Merriwell might have objected if he had been consulted, but this was outside of the program, and he had no wish to interfere. At the same time, he did not quite like the look in Morgan’s eyes.

The race was to be across to the opposite point of land, and back; and as there were to be no official starters and timekeepers or red tape, the arrangements were quite simple.

The sleds were brought forward, the girls seated themselves, and Starbright and his enemy were away, each dragging his fair load in the race across the ice.

Rosalind now and then gave Inza a stab out of her dark eyes, but the other dark-eyed girl affected not to notice this as they were whirled on almost side by side.

The character of the ice made a divergence from the direct line necessary, thus increasing the distance to be skated.

Dick, who was not “playing” with Dade Morgan, even if Frank Merriwell had been “playing” with the skate king, reached the opposite point first, and turned to retrace his way.

Looking back as he carefully swung the sled round, he saw the crowd on the opposite shore waving handkerchiefs and caps, and heard their encouraging cheers. Then an increased desire to defeat Dade Morgan by as great a margin as possible came to him.

When Morgan turned the point, more than twenty yards behind Dick, his face was white and set. This second defeat meant much to him. He had not thought when he entered into it so readily that its result might mean his permanent defeat for the freshman leadership by his rival, but now his heart told him this was the peril before him.

To be twice defeated in one afternoon by Starbright might bring about the enthronement of the big freshman as the undeniable leader of the freshmen athletic forces.

“I will beat him!” he hissed. “He shall not defeat me again!”

“I’m not afraid!” Rosalind encouraged, feeling also the sting of defeat. “Go as fast as you can!”

Thus urged, Dade swept forward on the home-stretch with all his might. He saw that an advantage could be gained by pressing nearer the dangerous ice, and to get that advantage he swung inward.

“We’re going so fast that there isn’t the least danger!” he told himself. “At this speed, one could safely pass over the thinnest ice.”

Then he swerved still more.

Suddenly Starbright, who, taking the safe course, and was losing by this device of his opponent, heard the cracking of ice and a scream.

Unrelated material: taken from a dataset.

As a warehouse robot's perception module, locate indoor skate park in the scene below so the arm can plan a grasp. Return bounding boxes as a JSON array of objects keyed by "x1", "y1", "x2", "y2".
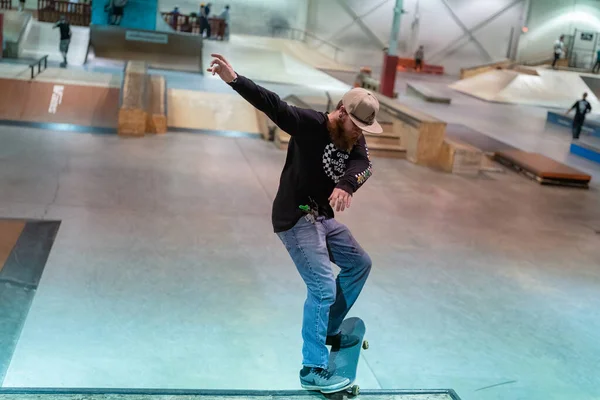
[{"x1": 0, "y1": 0, "x2": 600, "y2": 400}]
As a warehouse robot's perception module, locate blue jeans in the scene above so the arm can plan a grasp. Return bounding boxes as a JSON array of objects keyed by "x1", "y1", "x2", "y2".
[{"x1": 278, "y1": 217, "x2": 371, "y2": 368}]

He stopped, turning his skates sidewise, and almost being thrown by the sled, which ran against his heels.

Then he saw a sight that chilled his blood. The ice had given way under Rosalind’s sled, and she had been thrown into a yawning opening.

She was struggling wildly in the icy waters.

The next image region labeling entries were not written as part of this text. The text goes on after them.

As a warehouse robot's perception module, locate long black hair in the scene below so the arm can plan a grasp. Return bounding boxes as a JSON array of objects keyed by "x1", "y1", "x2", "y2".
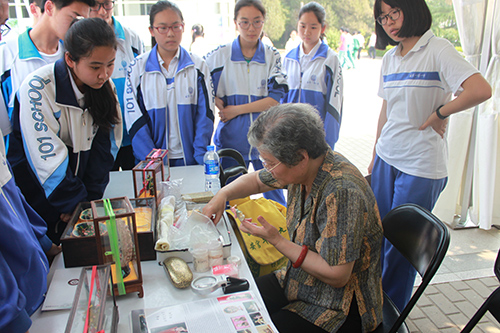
[
  {"x1": 234, "y1": 0, "x2": 266, "y2": 21},
  {"x1": 299, "y1": 1, "x2": 326, "y2": 39},
  {"x1": 373, "y1": 0, "x2": 432, "y2": 50},
  {"x1": 64, "y1": 18, "x2": 120, "y2": 130},
  {"x1": 149, "y1": 0, "x2": 184, "y2": 47}
]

The momentum had carried Dade across in safety, and the dropping of Rosalind from the sled had pitched him headlong.

Before he could recover, Starbright had skated back past him, and, without hesitation, seeing that nothing but prompt action could save the imperiled girl, had leaped into the water to Rosalind’s assistance.

The lake was instantly covered with skaters hurrying to the scene of the disaster, among the foremost being Merriwell and Hodge.

Starbright secured a grip on Rosalind’s jacket, and though the icy waters seemed to strike a chill to his bones, he succeeded in holding her head up, and swam slowly with her to the edge of the broken ice.

A half-dozen fellows threw themselves on the ice in a line, with Merriwell in the lead, crawled to the dangerous and crumbling brink, and thus drew Starbright and Rosalind out to safety.

Fortunately, carriages were in waiting, and into these the soaked skater and the equally soaked and half-drowned girl were quickly placed, and the drivers lost no time in getting their charges into the city.

“I’m awfully sorry!” said Inza, as she and Frank returned to town. “It was partly my fault. But I didn’t think Morgan would be such a fool.”

“There is no telling what a fellow will do when he is angry or jealous!”

“Or a girl, either,” said Inza. “I could see that Rosalind was both when she saw me talking with Starbright.”